Stange asks for perfect farewell from Lions
Stange wants Lions to give him perfect farewell gift
AFGHANISTAN v SINGAPORE
(Tomorrow, 6.30pm, Takhti Stadium, Teheran)
They are already guaranteed a place in the next round of Asian Cup qualifiers.
But the Lions will not take Afghanistan lightly in their final second-round World Cup/Asian Cup Group E qualifying match in neutral Teheran tomorrow evening.
National coach Bernd Stange, who will take his place in the Singapore technical area for one last time, told The New Paper yesterday: "I want to see a big fight from our players to deliver a result.
"The circumstances here are very difficult for both teams, with cold conditions (of about 14 deg C) and rain.
"Afghanistan are fighting to be one of the two best fourth-placed teams (from eight qualifiying groups) that go into the next round.

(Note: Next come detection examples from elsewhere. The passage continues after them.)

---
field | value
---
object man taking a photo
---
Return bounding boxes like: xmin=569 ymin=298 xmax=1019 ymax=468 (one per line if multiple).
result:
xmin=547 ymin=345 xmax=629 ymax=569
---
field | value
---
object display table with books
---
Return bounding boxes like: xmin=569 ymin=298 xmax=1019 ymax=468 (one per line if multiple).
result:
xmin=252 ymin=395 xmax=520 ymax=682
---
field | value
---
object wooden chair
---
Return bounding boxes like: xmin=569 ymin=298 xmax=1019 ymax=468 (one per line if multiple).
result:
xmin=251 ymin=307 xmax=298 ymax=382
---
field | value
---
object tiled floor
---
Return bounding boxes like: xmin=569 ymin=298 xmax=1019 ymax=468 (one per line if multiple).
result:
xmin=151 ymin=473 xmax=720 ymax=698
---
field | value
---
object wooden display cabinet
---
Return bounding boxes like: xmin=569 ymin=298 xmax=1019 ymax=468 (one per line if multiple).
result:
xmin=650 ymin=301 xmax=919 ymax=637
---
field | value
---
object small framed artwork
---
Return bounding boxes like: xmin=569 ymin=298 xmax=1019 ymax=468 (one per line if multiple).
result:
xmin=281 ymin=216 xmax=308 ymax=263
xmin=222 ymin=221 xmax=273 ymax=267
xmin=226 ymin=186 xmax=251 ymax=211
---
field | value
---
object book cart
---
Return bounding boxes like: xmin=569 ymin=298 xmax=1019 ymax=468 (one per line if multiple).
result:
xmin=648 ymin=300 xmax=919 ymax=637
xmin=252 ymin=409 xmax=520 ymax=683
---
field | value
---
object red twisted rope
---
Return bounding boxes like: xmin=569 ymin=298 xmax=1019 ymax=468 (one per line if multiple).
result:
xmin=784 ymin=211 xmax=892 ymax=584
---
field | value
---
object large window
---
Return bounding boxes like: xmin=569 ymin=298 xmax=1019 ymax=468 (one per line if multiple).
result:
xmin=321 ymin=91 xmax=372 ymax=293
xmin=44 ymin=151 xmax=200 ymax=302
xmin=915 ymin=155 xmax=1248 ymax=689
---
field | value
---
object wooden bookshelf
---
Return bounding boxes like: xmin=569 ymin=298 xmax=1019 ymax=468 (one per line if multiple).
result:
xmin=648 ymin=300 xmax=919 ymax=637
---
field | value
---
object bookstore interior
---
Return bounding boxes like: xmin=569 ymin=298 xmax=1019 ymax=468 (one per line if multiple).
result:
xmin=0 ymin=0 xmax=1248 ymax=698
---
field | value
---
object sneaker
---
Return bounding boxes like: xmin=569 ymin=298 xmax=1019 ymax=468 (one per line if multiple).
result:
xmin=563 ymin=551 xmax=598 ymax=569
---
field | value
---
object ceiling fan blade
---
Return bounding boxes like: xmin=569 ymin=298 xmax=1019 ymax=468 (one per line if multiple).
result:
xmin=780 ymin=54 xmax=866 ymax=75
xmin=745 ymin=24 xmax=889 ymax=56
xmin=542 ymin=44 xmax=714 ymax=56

"I know they rested five players in (last Thursday's 5-0 defeat by) Japan, because those players are on one yellow card and they wanted to save them for Tuesday's match.
"So we have to expect an Afghanistan team that will give their best."
The German added: "All our players are aware if you represent Singapore, you have to give your best.
"I don't see any (hints) of arrogance or things like that from the players, where they believe (this match) is not important.
"This is clear. They know that every single result is important for world ranking, which will give us a good position for the next draw."
Lions midfielder Hariss Harun echoed the warning.
"Even though we have qualified in third place, Afghanistan still have much to play for," said the 25-year-old Johor Darul Ta'zim star.
"It's a dangerous situation for us and we could be surprised if we take it easy during the match.
"So it's important for us to focus and treat it as a very important match.
"Anyway, for me, it's always important to get as many points as we can and to get 13 points from this group will be a good achievement for the team."
Stange insisted that Singapore are not the favourites, pointing to the slim 1-0 victory in the reverse fixture at the National Stadium last October and Afghanistan's many overseas-based players as evidence that a tough match lies in store.
He also said that while he was happy a number of newer faces helped the team to a 2-1 win in a friendly against Myanmar last Thursday, the Lions' lack of "power and fitness" was a negative point.
But the 68-year-old, who has a record of 15 wins, four draws and 15 losses from 34 "A" internationals, said it is up to all stakeholders to help move Singapore football forward, even after his departure.
"Our fans are the true VIPs in football, and we have to do more to give our VIPs the best football possible," said the former Iraq and Belarus coach.
"And we can only do that if every party involved in Singapore football works permanently together as a team.
"It starts together with the desire to succeed in professional football.
"Most countries, including our neighbours, have invested much more money in football than Singapore in recent years.
"We need to invest more in areas including sports science, training tours, technical personnel and especially professional training facilities as soon as possible.
"There is a lot to do in the upcoming years, but I am leaving in good spirits and I have full optimism on the future of Singapore football.
"I would like to say 'thank you' to everybody, the fans especially, and to the media who treated me very fairly over three years.
"There are many challenges to Singapore football beyond our control, but we must always stay together and find solutions for these challenges."